À la Tolstoy, good fathers are good in similar ways. But every bad dad is bad in his own unique way.
Portrayals of dads in film are a study in the changing cultural expectations of men, and ideas of what masculinity should look like in a heteronormative relationship. Men are often presented as bumbling babysitters instead of caretakers — that onerous task nearly always falls on the mother.
The "bad" movie father is usually presented in one of three ways: violent and abusive, indifferent to the point of neglectful, or the detached workaholic in need of an enlightening journey. If you think back, the fathers in some of our favorite childhood movies like Elf, Star Wars, and Matilda all fit the three criteria one way or another.
The "good" fathers are also a bit caricatured, mostly in the way each expresses love. There's the overprotective and annoying dad, the action movie dad keeping his child safe, and the dad who does as much of the care taking as the mother. Think My Big Fat Greek Wedding, Taken, and Mrs. Doubtfire.
As more and more real men have become caregivers — a Pew study found there were almost 2 million stay-at-home dads in 2012 — the characterization of fathers has accordingly changed.
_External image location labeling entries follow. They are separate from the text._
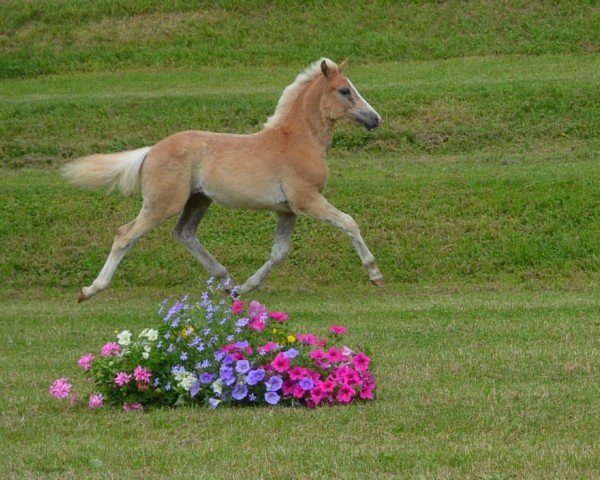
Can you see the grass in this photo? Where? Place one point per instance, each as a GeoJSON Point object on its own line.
{"type": "Point", "coordinates": [479, 196]}
{"type": "Point", "coordinates": [473, 385]}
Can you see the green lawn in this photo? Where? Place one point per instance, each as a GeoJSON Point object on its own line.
{"type": "Point", "coordinates": [473, 384]}
{"type": "Point", "coordinates": [479, 196]}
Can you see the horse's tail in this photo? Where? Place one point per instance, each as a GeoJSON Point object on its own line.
{"type": "Point", "coordinates": [108, 170]}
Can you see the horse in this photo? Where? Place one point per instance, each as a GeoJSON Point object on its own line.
{"type": "Point", "coordinates": [282, 168]}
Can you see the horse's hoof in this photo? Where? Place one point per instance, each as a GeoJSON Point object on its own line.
{"type": "Point", "coordinates": [81, 297]}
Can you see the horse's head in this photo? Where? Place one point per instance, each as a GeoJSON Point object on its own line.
{"type": "Point", "coordinates": [342, 100]}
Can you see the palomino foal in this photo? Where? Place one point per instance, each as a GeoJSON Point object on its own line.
{"type": "Point", "coordinates": [281, 168]}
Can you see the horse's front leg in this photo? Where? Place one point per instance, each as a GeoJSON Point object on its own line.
{"type": "Point", "coordinates": [281, 247]}
{"type": "Point", "coordinates": [318, 207]}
Audiences no longer accept the inattentive dad who isn't sensitive to the needs of his kids. Especially if he also excuses himself from caregiving duties. This year's most criticized father, Tully's Drew (Ron Livingston), is shown as mostly working, playing video games, showing a complete lack of care for his wife's mental health, and doing only the minimal amount of caregiving. A soccer game and some math homework assistance does not an attentive father make.
But just a generation or two ago, Drew's minimal caregiving would have scored him high marks. Compare him to the father from 1998's Stepmom: Luke Harrison (Ed Harris) is not considered a bad father, yet he hands over all caregiving duties to his ex-wife (Susan Sarandon) and girlfriend (Julia Roberts).